Jacques de Peretti, PDG d'Axa France

L’assureur français va proposer de nouveaux services de télémédecine en 2018, notamment des “télécabines” de consultation médicale dans les entreprises, a indiqué jeudi le PDG d’Axa France, Jacques de Peretti.

Dans les semaines qui viennent, nous allons lancer notre première télécabine de téléconsultation“, a-t-il déclaré aux Echos, évoquant de possibles installations “chez nos grands clients qui nous font confiance pour la mutuelle de leurs salariés“.

Cet outil permettra “d’enregistrer des examens complémentaires (comme) la tension, la rétine, de manière à aller un peu plus loin dans la capacité à faire un diagnostic“, a-t-il précisé.

Axa a introduit en 2015 la téléconsultation de médecins généralistes dans ses offres de complémentaires santé, d’abord pour les entreprises et uniquement par téléphone, avant de l’étendre aux particuliers et à la visioconférence.

L’assureur, qui recense actuellement “plus de 1.000 téléconsultations par mois” et “4 millions de clients (qui) peuvent en bénéficier“, va compléter ce service “cette semaine (…) avec des spécialistes, cardiologues, gastro-entérologues, diététiciens“, a-t-il ajouté.

Ces annonces interviennent à une semaine de l’ouverture d’une négociation sur la télémédecine entre l’Assurance maladie et les syndicats de médecins libéraux, qui ont déjà avancé des revendications financières.

Le président du SML, Philippe Vermesch, a ainsi réclamé mercredi “une rémunération réellement incitative pour les actes“, tandis que son homologue de MG France, Jacques Battistoni, a plaidé pour une “gradation” des rémunérations en fonction de la complexité des consultations.
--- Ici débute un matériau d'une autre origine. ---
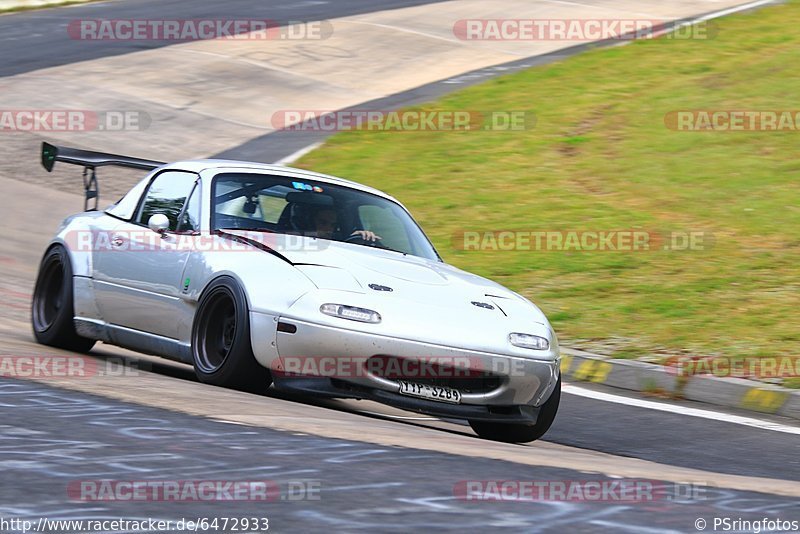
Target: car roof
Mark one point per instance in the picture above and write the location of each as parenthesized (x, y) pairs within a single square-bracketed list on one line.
[(225, 165)]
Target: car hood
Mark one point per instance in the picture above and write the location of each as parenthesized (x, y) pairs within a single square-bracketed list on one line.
[(410, 281)]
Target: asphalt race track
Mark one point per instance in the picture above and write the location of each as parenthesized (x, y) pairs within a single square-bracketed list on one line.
[(361, 466)]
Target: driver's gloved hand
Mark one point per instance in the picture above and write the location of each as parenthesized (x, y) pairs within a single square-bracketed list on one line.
[(366, 235)]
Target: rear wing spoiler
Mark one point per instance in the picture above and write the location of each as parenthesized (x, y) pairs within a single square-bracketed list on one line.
[(90, 160)]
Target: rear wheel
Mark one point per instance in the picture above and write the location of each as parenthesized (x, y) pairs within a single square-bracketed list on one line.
[(221, 349), (52, 309), (519, 433)]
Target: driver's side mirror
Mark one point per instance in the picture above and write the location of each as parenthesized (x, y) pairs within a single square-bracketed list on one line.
[(158, 223)]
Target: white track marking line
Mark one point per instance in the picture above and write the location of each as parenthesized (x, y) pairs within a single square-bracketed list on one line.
[(680, 410), (735, 9), (294, 156)]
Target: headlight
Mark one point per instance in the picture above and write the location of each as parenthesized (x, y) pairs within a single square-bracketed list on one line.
[(351, 312), (529, 341)]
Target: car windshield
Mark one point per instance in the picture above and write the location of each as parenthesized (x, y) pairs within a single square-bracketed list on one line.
[(301, 206)]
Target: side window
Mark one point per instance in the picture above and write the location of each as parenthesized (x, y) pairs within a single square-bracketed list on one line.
[(386, 224), (167, 194), (190, 221)]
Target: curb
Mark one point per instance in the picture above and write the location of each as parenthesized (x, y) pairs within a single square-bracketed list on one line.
[(656, 380), (17, 4)]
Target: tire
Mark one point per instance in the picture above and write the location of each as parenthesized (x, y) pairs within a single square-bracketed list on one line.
[(52, 309), (519, 433), (221, 349)]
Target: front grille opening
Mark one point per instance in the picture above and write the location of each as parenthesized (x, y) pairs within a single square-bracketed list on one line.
[(441, 372)]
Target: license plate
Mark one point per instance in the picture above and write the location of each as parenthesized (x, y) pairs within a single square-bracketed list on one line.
[(425, 391)]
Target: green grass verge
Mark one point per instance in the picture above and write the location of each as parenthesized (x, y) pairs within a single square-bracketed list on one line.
[(601, 158)]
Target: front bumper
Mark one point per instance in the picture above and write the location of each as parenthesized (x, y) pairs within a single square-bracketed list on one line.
[(486, 380)]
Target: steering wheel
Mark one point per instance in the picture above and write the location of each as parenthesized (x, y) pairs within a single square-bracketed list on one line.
[(357, 239)]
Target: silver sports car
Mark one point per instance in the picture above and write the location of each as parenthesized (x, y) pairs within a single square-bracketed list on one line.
[(262, 274)]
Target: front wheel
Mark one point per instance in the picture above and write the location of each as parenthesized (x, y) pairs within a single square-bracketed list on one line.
[(221, 349), (520, 433), (52, 309)]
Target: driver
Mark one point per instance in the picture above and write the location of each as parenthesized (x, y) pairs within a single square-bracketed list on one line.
[(326, 221)]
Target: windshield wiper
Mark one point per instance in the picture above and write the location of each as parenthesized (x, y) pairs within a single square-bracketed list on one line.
[(267, 230)]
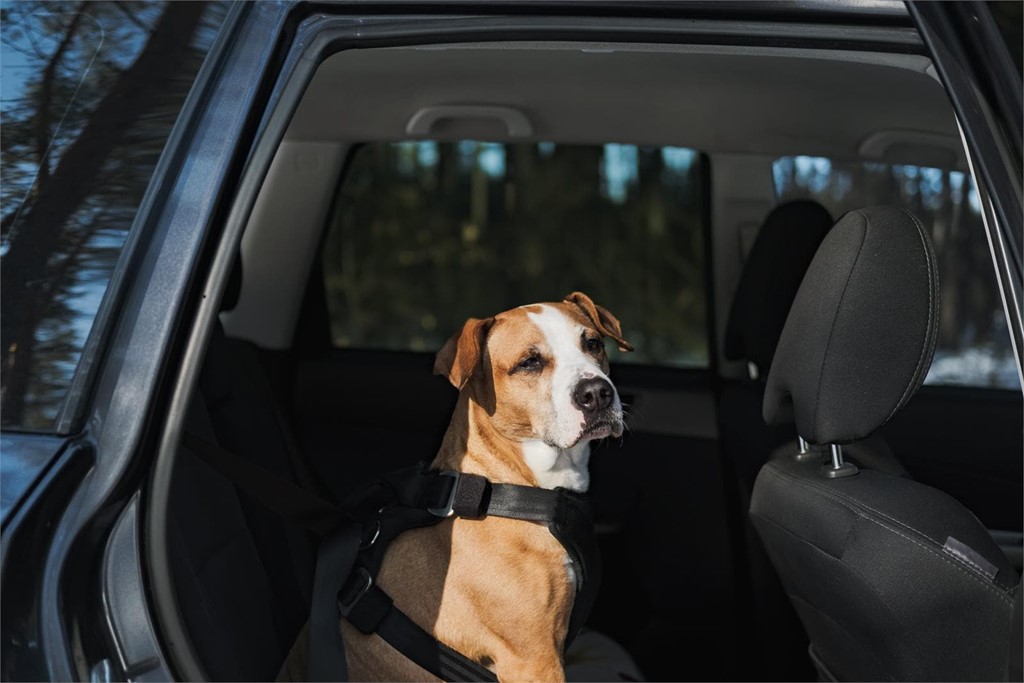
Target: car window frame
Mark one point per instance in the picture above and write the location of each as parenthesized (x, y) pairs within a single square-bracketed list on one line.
[(957, 36)]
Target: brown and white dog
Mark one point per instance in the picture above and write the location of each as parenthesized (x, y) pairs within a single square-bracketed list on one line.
[(534, 393)]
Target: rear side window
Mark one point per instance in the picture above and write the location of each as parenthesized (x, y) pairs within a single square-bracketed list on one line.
[(88, 95), (426, 235), (974, 347)]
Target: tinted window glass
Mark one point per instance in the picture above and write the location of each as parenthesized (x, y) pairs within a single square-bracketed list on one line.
[(426, 235), (974, 344), (90, 91)]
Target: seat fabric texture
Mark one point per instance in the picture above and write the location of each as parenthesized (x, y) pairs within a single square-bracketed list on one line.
[(892, 580), (784, 246), (243, 575)]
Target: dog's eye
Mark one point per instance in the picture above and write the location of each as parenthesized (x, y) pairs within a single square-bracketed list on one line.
[(530, 363)]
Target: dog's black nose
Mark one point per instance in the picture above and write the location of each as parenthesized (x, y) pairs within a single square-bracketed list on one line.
[(593, 395)]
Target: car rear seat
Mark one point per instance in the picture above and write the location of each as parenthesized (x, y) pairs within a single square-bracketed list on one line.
[(783, 249), (244, 575)]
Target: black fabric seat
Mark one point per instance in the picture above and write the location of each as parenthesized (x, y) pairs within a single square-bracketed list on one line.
[(785, 244), (892, 580), (244, 575)]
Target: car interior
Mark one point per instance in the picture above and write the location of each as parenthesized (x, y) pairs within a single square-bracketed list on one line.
[(320, 367)]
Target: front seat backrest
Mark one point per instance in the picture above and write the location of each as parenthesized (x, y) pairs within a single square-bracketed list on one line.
[(892, 580)]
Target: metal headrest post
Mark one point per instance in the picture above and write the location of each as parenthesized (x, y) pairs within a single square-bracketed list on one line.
[(837, 468), (805, 452)]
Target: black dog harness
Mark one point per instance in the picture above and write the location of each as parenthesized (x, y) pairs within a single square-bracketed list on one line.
[(350, 559), (357, 534)]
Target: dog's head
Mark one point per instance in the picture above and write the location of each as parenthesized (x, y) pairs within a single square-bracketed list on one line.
[(541, 371)]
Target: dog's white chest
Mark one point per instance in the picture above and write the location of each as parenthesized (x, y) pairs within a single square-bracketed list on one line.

Pilier du plan de lutte contre les déserts médicaux présenté en octobre par le gouvernement, la télémédecine suscite les convoitises d’autres assureurs, comme le groupe mutualiste VYV (Harmonie, Istya, Mgen) qui a racheté en novembre la start-up MesDocteurs, spécialisée dans la téléconsultation médicale.

Mais leurs pratiques commerciales posent parfois des problèmes de déontologie: après la diffusion de spots radio de la mutuelle Eovi MCD vantant son service de téléconsultation, l’Ordre des médecins a déposé plainte en novembre pour “distorsion de concurrence”, la publicité étant interdite aux médecins.